The 2010 South London Pop Star of the year (male department) was undoubtedly Tinie Tempah. He's had two number one singles in the past 12 months, "Pass Out" and "Written in the Stars", and a number one album "Disc-Overy". Born Patrick Okogwu, he told the Evening Standard earlier this year:
"I lived in Peckham for the first 12 years of my life and then my mum and dad decided they really didn't want to bring up their children there. So they saved up money and bought a house in Plumstead, semi-detached, three bedrooms.
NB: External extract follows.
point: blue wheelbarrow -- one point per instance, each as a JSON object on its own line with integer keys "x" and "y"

I remember going into it the first day and the first place I ran into was the back garden. I was saying, 'Oh shit, we have a back garden!'"
His most recent single, Invincible, features some film of him returning to his old school in Abbey Wood (SE2): St Paul's R.C. Secondary School, now known as St.Pauls Academy. On Radio One on Boxing Day he highlighted his visit to the school as one of his best moments of the year, mentioning that they now have a Tinie Tempah Music Studio. He went on to study A Levels at St Francis Xavier Sixth Form College in Balham (SW12).
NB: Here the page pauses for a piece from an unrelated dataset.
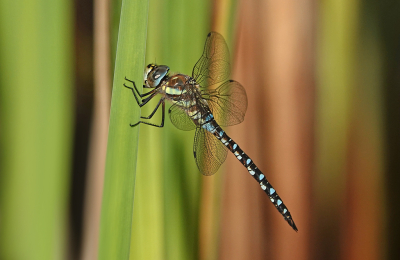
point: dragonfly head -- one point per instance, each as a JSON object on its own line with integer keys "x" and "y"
{"x": 154, "y": 74}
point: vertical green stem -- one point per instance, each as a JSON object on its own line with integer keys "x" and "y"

Earlier this year he was asked to respond to the Chris Ofili exhibition at Tate Britain, and he chose Ofili's painting No Woman No Cry - a tribute to Stephen Lawrence, who as Tinie Tempah mentions, was murdered in 1993 not far from where he lived (Lawrence also grew up in Plumstead).
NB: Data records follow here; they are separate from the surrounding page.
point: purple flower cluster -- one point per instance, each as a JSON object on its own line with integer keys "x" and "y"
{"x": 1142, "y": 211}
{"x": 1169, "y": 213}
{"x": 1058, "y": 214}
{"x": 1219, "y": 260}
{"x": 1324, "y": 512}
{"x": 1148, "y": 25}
Tinie Tempah performed a piece at the gallery reflecting on the painting, the murder ('RIP to Stephen Lawrence') and on his connection with Ofili (they are both from Nigerian backgrounds):
According to the Tate website: 'No Woman No Cry is a tribute to the London teenager Stephen Lawrence. The Metropolitan police investigation into his racially motivated murder was mishandled, and a subsequent inquiry described the police force as institutionally racist. In each of the tears shed by the woman in the painting is a collaged image of Stephen Lawrence’s face, while the words ‘R.I.P. Stephen Lawrence’ are just discernible beneath the layers of paint. Despite these specific references, the artist also intended the painting to be read in more general terms, as a universal portrayal of melancholy and grief'.